L’État, qui par­ti­cipe de cette struc­ture de rela­tions de domi­na­tion, agit et laisse agir des pro­priét­aires ter­riens et leurs forces de sécurité de manière arbi­traire, pri­vilégiant ainsi les actes répr­ess­ifs plutôt que la négoc­iation. En effet, la recher­che du consen­sus impli­que­rait d’abor­der de façon séri­euse la pro­blé­ma­tique qui émerge avec les occu­pa­tions, celle de la concen­tra­tion des terres. Toutefois, dans le cadre de la déf­ense de la pro­priété privée, les forces de sécurité de l’État et les grou­pes para­mi­li­tai­res des pro­priét­aires s’achar­nent contre les famil­les qui se trou­vent dans les fincas occupées, en com­met­tant de façon pré­méditée et en toute impu­nité, des exé­cutions extra­ju­di­ciai­res. Ce qui s’est passé dans le cas de l’expul­sion de la finca Nueva Linda en 2004 en est un exem­ple concret.

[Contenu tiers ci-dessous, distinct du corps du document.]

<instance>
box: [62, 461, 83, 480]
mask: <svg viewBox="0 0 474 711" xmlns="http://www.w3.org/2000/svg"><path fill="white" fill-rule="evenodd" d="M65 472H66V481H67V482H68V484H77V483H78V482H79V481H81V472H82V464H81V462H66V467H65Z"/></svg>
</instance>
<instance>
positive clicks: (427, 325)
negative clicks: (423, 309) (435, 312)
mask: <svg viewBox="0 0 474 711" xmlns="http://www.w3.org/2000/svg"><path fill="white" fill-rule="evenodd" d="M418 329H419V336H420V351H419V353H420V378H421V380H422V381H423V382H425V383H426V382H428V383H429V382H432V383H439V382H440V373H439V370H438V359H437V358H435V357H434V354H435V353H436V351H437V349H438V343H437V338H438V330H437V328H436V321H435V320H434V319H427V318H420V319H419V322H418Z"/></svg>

L’action des forces de sécurité publi­que et privée, dans le cas précité comme dans ceux de la vallée du Polochic et tant d’autres, est sou­te­nue par l’État à tel point que, pour la jus­ti­fier, il indi­que de façon réc­urr­ente qu’il agit dans le cadre de la loi et pour faire res­pec­ter la loi. Ainsi, il est impor­tant de réfléchir aux voies et aux mécan­ismes par les­quels pour­rait se concré­tiser le besoin urgent de réf­orme agraire et de la renais­sance de la lutte pour les droits poli­ti­ques et ter­ri­to­riaux des peu­ples autoch­to­nes, face à un État inca­pa­ble de déf­endre la popu­la­tion pay­sanne qui souf­fre des effets du modèle d’accu­mu­la­tion capi­ta­liste dans l’agri­culture guatémaltèque. Ce qui pose le défi de trou­ver de nou­vel­les formes d’orga­ni­sa­tion et de mobi­li­sa­tion, qui per­met­traient de dép­asser le piège démo­bi­li­sateur des espa­ces de dia­lo­gue et de négoc­iation qui ont été pro­posés par les gou­ver­ne­ments au pou­voir depuis des années, comme pal­lia­tifs à ce pro­blème struc­tu­rel.